Sarah Rosaen




Department of Communication Studies
University of Michigan-Flint
Personal website

What has been your most memorable project so far?
I worked with a school district in Genesee County in Michigan to develop media literacy tools to help parents navigate their children’s media use in the home. It felt wonderful to provide something that the community needed using my expertise that could have an immediate impact. And it showed me how hard it is for school districts to find reliable guidance on this topic. I provided guidance for young children, but they still desperately wanted information for adolescents and specifically sought out advice on applications that could help them with mediation at the touch of a button. Although I did not provide them with that, it definitely made me realize there is a big need in our communities for reliable resources based on a solid empirical background. I met with the superintendent’s office as well as several teachers from the district to help craft what they needed. Talking with the school district and collecting some survey data from parents helped me understand the intricacies of what they needed as well as what they did not know yet about media impact on children who are still developing. I ended up making videos with an accompanying brochure that pertain to children in several different developmental stages. I focused on young children from 0-2, 2-5, and 5-8 years of age. The content contains infromation about cognitive development, preferences for play and media, typical impacts from the media, and recommendations for media rules or strategies for parental mediation. I used several sources from this division to help me put together these materials.

The following link has videos and brochures.

Which achievement are you most proud of, and why?
I work on a research team with Dr. Jayson Dibble (Hope College) and Dr. Tilo Hartmann (VU University Amsterdam). We published an article in Human Communication Research about conceptual clarification of parasocial interaction and parasocial relationships. This piece got a top paper award from the Mass Communication Division of the National Communication Association.

What is an important question from parents and practitioners that we as academics
cannot provide a good answer to yet?
Which YouTube channels are bad for my children?

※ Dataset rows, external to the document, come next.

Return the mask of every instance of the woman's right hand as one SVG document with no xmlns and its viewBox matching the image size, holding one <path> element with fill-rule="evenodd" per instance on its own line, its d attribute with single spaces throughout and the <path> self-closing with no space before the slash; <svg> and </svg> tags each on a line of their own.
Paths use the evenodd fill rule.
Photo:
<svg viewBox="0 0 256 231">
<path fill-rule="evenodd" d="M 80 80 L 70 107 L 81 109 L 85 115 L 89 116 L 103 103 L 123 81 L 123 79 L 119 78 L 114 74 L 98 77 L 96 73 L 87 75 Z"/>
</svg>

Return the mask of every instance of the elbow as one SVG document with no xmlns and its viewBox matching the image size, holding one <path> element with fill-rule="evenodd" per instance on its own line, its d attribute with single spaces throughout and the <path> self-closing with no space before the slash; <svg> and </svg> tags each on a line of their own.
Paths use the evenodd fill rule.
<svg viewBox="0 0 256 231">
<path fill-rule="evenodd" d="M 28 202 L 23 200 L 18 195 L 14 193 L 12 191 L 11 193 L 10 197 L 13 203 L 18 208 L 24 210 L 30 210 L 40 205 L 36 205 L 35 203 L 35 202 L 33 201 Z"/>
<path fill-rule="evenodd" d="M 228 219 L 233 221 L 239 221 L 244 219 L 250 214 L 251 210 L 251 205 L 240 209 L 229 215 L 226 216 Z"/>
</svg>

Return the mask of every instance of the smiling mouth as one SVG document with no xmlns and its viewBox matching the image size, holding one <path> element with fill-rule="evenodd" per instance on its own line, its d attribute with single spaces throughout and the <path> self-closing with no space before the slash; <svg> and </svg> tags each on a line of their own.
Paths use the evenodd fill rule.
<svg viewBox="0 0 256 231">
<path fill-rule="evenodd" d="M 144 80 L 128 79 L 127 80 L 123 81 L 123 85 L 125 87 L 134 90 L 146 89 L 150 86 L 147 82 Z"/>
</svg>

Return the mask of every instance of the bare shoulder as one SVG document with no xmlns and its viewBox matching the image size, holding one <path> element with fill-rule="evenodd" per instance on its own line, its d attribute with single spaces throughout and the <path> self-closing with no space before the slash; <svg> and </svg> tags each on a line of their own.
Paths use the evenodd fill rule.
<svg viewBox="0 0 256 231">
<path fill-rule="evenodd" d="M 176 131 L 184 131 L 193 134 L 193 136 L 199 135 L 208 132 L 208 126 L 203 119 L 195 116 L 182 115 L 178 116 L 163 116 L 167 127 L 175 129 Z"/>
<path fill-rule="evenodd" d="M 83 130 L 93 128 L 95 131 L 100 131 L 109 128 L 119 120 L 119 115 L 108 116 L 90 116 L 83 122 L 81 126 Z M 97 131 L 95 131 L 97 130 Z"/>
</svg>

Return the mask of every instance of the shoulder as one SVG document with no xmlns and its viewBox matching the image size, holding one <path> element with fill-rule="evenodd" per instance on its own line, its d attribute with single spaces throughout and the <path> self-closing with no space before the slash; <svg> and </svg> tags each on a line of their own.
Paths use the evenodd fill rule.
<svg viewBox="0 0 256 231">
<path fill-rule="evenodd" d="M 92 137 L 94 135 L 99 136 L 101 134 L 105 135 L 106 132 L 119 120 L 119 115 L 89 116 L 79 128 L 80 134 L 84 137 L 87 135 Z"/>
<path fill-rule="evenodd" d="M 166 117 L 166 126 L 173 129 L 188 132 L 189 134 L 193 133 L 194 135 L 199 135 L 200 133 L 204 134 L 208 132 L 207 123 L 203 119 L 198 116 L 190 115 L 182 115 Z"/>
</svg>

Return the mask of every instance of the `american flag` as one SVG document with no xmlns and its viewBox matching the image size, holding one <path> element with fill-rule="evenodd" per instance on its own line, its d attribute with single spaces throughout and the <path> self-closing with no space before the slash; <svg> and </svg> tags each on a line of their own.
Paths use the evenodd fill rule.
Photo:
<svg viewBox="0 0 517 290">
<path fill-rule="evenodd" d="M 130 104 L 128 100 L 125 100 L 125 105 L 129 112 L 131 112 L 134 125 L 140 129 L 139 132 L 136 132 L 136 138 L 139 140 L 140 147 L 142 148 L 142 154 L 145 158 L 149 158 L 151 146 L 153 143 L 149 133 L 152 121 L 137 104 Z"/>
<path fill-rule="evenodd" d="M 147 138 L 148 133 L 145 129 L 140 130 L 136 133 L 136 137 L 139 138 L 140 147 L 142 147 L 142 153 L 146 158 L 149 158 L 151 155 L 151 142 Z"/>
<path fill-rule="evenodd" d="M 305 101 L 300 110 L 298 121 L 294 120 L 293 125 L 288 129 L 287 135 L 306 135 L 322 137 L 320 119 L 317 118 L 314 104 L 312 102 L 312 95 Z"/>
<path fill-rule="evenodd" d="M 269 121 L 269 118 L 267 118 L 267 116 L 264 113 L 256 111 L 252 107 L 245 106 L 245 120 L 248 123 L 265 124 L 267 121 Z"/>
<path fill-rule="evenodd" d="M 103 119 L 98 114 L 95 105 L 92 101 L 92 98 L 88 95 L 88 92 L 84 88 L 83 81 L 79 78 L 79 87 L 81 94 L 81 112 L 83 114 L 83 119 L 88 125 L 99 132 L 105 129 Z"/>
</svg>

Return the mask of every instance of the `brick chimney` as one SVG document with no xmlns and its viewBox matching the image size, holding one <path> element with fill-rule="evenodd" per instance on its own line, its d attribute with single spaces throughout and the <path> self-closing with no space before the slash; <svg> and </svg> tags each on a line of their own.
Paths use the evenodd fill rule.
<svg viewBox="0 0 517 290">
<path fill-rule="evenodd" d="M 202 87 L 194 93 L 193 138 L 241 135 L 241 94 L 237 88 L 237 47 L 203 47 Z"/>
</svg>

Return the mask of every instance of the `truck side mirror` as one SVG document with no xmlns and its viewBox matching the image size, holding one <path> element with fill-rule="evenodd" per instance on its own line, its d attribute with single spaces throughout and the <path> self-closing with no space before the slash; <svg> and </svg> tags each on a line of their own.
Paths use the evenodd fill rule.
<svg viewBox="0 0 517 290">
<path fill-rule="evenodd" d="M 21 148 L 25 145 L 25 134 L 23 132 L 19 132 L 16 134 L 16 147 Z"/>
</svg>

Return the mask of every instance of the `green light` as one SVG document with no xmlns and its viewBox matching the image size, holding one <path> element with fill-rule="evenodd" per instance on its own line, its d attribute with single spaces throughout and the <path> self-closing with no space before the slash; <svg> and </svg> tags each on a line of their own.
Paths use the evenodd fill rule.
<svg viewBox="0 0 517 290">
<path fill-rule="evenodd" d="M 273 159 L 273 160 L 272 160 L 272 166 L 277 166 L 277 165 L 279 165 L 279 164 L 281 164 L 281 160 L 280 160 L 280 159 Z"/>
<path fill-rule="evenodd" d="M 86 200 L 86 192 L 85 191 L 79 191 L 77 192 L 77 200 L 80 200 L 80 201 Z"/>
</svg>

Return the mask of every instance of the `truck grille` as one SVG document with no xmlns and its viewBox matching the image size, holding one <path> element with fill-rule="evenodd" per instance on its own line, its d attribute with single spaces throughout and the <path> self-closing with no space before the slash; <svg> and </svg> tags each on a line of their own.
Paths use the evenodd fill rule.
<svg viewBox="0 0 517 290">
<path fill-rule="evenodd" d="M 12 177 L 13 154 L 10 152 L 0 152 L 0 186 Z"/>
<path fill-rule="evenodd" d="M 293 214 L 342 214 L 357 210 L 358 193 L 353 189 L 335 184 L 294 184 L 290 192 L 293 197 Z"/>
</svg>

Although we are learning more about children’s exposure to YouTube and how it impacts them every year, it is a large hill to climb. There are so many options for children to select from, it is harder for parents to monitor what channels their child watches, and there are no reliable ratings.

What would be your work motto?
Steady and persistant with a dash of passion wins the race.

Which of your publications is your favorite, and why?
My master’s thesis. It was a labor of love. My research goal has always been to understand the utility of parasocial relationships. I specifically focused on maltreated children in this study because they are vulnerable and have few options for nurturance. I wondered if media personae provide any benefit to them. Although I did not work directly with the participants because of privacy needs, the perspective I gained from seeing the protections they received from social services as well as the answers they provided on the survey, catapulted my interest in the role parasocial relationships play in the lives of people who approach relationships in a variety of different ways based on their varied past. This resulted in later work on how parasocial connections are an extension of our interpersonal relationships and follow some standard pathways when looking at variabes like attachment bonds.

If you had unlimited resources, what kind of project would you want to do and why?
I would love to write a children’s book like “Teddy’s TV Troubles” by Joanne Cantor. This book was written so children could learn to cope with frightening images on television. I like the idea of writing a book like this that could be read by a variety of people to help children understand how to navigate the media. I would want the book to work for parents and teachers alone as a tool as well as something parents and teachers could read to a child or a child could read on their own. Ideally it would incorporate parasocial connections in order for them to learn a media literacy skill. In this day and age it might be best if the book centered on YouTube channels and how children can navigate them.

If you had to give one piece of advice to young CAM scholars, what would it be?
I met wonderful research partners at conferences. In fact, I met Nancy Jennings at ICA and now we work on a team together. We are working on a fascinating project about how much children trust media personae of different races and how that can impact their comfort level around children in their real life of the same race. In fact, the paper will be presented at NCA this coming November. The opportunity to work with someone like Nancy would never have presented itself unless I met her at a conference. Building connections in an area I am passionate about has helped me build teams where I get to work on projects that are something I could not do on my own.

Brad Bond would like to know how you’re balancing your scholarship with your role as department chair?
I started as department chair just before the pandemic hit, so my experience is unique to right now. Regardless, I have a few projects I am working on and I am making progress, but using the summer wisely has always been the way that I meet my research goals. As department chair and during this pandemic, this remains the case. I am learning a new lesson in how to say no, what I said no to was different pre-tenure and pre-chair. It is easy to let service responsibilities take over your time but keeping a balance between all aspects of my academic career (teaching, research, and service) has always been my strategy to have the career I want. I work at a regional comprehensive university with a larger teaching load and once you take on any administrative responsibility your time gets very tight. You have to make decisions that allow you to have the job you like, rather than saying yes to all the opportunities that come from the administrative role. One of things that I struggle with the most is that I care deeply about my university and so I tend to say yes too much. However, I am of the most benefit to everyone if I say no sometimes.

Who would you like to put in the spotlight next, and why?
Dr. Meryl Alper, Assistant Professor of Communication Studies at Northeastern University. Her research on children with disabilities is fascinating and she offers a unique perspective given her decade working in the children’s media industry.